Madame Guo and her daughter are the only descendants of the wealthy Guo clan, which purchased the building from illustrious scholar Lu, who in later years became a recluse - hence the estate name Book Retreat. It is believed to have been built in 1763 by scholar Chen Suoyun, inherited by his grandchildren and sold to Lu.

The house is located in narrow Tiandeng Lane in former Nanshui District and has been famous for many years as the only large-scale Qing Dynasty residence in Shanghai.

It is one of southeast China's only three existing large, ancient libraries - the other two being Tianyi Pavilion (Ningbo, Zhejiang Province) and Jiaye Hall (Nanxun, Zhejiang Province).

A commemorative plaque of Shu Yin Lou was placed there in 1987, identifying it as part of China's national cultural heritage.

Today it is overgrown with weeds - parts of the structure have fallen down and it's home to many mice.

Madame Guo, who studied at a church school, still speaks decent English.

"My husband's family was running a shipping business in the age of flat-bottomed vessel," she says.

The old lady still remembers the day she married Guo Junlun, a famous architect, and was stunned by the vast house and grounds. Windows were decorated with elaborate fretwork and frames were delicately carved. The beams were all carved and painted. The height of some halls was 12 meters.

Madame Guo's husband graduated from the civil engineering department of Shanghai Jiao Tong University and was an expert in ancient architecture.

During the "cultural revolution" it was turned into a workshop for a food factory. The Guos reclaimed it in the 1990s.

In the early years after the house was reclaimed, owner Guo Junlun spared no effort to restore it by himself.

"The government still has no plan for reconstruction and I feel really sad about Shu Yin Lou," says famous preservationist Ruan Yisan, director of the National Research Center of Historic Cities.

Ruan says Shu Yin Lou is not only part of national cultural heritage but also a fine historic building.

"The day I moved into Shu Yin Lou (some 60 years ago), I could not take my eyes off the beautiful house," Madame Guo recalls.

However, in 2002 the western wing collapsed during a heavy storm.

Although Shu Yin Lou has fallen into shocking disrepair, it contains many interesting things. Books and various artworks are kept on the second floor, but the wooden floor has rotted and now no one is allowed there.

Guo Yuwen recalls her injury when she fell on rotting planks. "This house is a blessing passed on by our ancestors," she says.

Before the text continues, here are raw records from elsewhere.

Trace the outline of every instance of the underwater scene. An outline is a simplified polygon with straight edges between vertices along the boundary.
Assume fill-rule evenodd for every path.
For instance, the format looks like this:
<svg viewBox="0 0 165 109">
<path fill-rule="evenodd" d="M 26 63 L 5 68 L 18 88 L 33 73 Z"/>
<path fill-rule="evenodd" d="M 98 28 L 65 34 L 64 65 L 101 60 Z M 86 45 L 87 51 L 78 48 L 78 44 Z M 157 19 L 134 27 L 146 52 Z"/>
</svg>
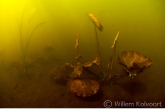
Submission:
<svg viewBox="0 0 165 109">
<path fill-rule="evenodd" d="M 0 0 L 0 107 L 165 107 L 164 0 Z"/>
</svg>

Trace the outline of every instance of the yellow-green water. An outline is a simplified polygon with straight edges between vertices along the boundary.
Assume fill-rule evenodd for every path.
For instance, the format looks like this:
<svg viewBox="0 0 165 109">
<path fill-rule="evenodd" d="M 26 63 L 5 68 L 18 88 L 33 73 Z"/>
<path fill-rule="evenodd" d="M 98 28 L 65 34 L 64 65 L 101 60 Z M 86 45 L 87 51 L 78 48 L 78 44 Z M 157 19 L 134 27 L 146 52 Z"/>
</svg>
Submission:
<svg viewBox="0 0 165 109">
<path fill-rule="evenodd" d="M 122 72 L 116 62 L 122 51 L 140 52 L 153 65 L 134 80 L 126 77 L 116 84 L 103 85 L 99 97 L 84 100 L 65 92 L 67 87 L 56 84 L 50 72 L 66 62 L 75 64 L 77 33 L 82 62 L 98 55 L 90 13 L 104 28 L 97 30 L 103 70 L 118 31 L 114 73 Z M 34 28 L 43 22 L 31 36 L 26 57 L 35 60 L 43 56 L 47 62 L 30 68 L 30 77 L 20 76 L 11 63 L 22 62 L 21 43 L 26 46 Z M 165 106 L 164 30 L 164 0 L 0 0 L 0 107 L 104 107 L 107 99 L 162 102 Z M 48 45 L 54 47 L 51 59 L 43 53 Z"/>
</svg>

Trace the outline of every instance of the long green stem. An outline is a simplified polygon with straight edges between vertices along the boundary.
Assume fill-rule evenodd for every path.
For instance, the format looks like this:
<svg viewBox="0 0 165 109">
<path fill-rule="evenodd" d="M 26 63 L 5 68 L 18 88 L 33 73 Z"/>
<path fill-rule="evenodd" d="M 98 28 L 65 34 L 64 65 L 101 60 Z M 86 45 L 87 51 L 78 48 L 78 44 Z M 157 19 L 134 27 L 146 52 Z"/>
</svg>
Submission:
<svg viewBox="0 0 165 109">
<path fill-rule="evenodd" d="M 94 25 L 94 28 L 95 28 L 95 36 L 96 36 L 97 50 L 98 50 L 98 55 L 99 55 L 99 60 L 100 60 L 100 71 L 101 71 L 101 69 L 102 69 L 101 53 L 100 53 L 99 40 L 98 40 L 97 30 L 96 30 L 96 26 L 95 25 Z"/>
</svg>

Madame Guo and her daughter hope there will be a way to restore the old house and complex.

Address: 77 Tiandeng Lane

How to get there: Fuxing Road Station of Metro Line 8 or Yu Garden Station of Metro Line 10

The history

These extravagant gardens were built in 1763 for the Lu family, who also had property in what is now Lujiazui in Pudong and on Lujiabang Road.

Lu Xixiong (one of the most prominent scholars in the Qing Dynasty) built a walled library where after his retirement he lived like a hermit, giving the compound its name.

By the late 19th century, the Lus were in decline and were forced to sell the estate to Fujian merchants named Guo.